Iniciei o tratamento mostrando a Marcos sua reação típica, quando suas demandas estão controlando-o. Tentei mobilizar um pouco os olhos, ainda que fosse muito dificil fazer contato ocular ou observar a sala. Em geral , o paciente olha para baixo ou para os cantos.

 

O mínimo esforço de mover os olhos traz muito desconforto e dores de cabeça. Tive a oportunidade de explicar porque isto acontece, com o objetivo de aumentar o entendimento e cooperação. Também simplifiquei sua medicação, tomando, neste momento, três, ao invés de quatro, das quais uma em menor dosagem, diminuindo o efeito colateral geral. Marcos está conseguindo ter maior percepção de si mesmo, seus sentimentos e suas emoções.

 

Esta vinheta clínica é um exemplo do impacto que um orgonoterapeuta pode ter sobre o seu paciente, abordando o comportamento, os seus traços de caráter e as suas expressões emocionais de um modo unificado.

 

Atentando para o que ocorria na sala e à expressão do paciente, consegui me sintonizar com o paciente que, historicamente, já apresentava dificuldades, ou mesmo estava impossibilitado de alcançar um grau satisfatório de contato.

 

Minha intervenção foi simples e facilmente entendida.
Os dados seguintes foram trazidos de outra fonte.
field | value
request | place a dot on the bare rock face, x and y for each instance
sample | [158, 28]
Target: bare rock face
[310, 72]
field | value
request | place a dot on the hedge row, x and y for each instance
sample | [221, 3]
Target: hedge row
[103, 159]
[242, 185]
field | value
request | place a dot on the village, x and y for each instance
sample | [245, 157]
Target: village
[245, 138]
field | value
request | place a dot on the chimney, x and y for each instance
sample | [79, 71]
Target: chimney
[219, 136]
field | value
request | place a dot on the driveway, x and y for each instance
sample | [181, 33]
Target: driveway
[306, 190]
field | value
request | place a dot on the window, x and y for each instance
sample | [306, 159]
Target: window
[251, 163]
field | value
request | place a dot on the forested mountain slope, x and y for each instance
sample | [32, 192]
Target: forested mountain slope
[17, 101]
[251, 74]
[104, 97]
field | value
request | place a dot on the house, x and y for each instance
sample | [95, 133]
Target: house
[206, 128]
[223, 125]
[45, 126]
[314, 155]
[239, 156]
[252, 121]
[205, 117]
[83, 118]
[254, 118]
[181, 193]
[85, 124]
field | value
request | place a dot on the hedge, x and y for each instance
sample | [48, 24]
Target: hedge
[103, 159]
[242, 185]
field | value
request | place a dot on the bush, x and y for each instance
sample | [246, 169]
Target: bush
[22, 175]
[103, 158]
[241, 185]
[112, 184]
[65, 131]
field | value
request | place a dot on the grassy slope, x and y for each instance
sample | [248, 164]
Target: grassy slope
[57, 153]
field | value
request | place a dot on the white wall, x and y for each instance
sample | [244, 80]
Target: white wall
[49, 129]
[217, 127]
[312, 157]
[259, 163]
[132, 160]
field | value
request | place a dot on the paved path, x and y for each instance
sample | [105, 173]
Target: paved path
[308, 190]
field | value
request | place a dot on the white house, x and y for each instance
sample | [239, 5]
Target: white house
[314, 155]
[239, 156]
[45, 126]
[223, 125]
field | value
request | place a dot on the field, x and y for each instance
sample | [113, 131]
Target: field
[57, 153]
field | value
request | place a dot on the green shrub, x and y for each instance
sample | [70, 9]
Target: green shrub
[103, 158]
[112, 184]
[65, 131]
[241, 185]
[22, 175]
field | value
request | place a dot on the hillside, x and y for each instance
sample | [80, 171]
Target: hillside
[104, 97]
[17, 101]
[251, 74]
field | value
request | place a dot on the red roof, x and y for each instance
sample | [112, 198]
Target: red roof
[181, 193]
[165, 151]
Posteriormente, os pais de Marcos falaram que ele era assim desde sua infância, e que nunca souberam como lidar com esta situação para tirá-lo desta situação emocional.

 

Isto confirma que o traço de caráter ao qual eu me dirigi já estava presente desde momentos muito iniciais de sua vida. Estávamos seguindo o "fio vermelho" (a linha mestra), desde nossa primeira interação.

 

A importância de ter o diagnóstico correto não pode ser sub-estimada. Com o diagnóstico correto, pudemos avaliar as necessidades de Marcos e seguir o tratamento. Sei, por exemplo, que ele não pode ser forçado a atividades que envolvam níveis de contato que não é capaz de tolerar. Fazer isso poderia provocar uma retirada total do mundo ou produzir surtos de raiva. Além disso, sei o quanto é difícil para ele estar numa sala de aula, por conta de sua paranóia generalizada constante, e entender que esta recusa de fazer algo na atualidade e postergar tudo para amanhã é uma maneira de evitar sua ansiedade.

 

Em resumo, tenho uma visão tridimensional profunda do funcionamento de Marcos, ao invés de ter uma lista de sintomas e comportamentos disfuncionais, que é justamente a abordagem convencional psiquiátrica, baseada nos manuais diagnósticos (como o DSM).

 

 

 

Autor Salvatore Iacobello, M.D. Artigo publicado em The Journal of Orgonomy - vol. 42, n. 2, pp. 35-39, 2009. Título original: "Does traditional psychiatry help our patients?"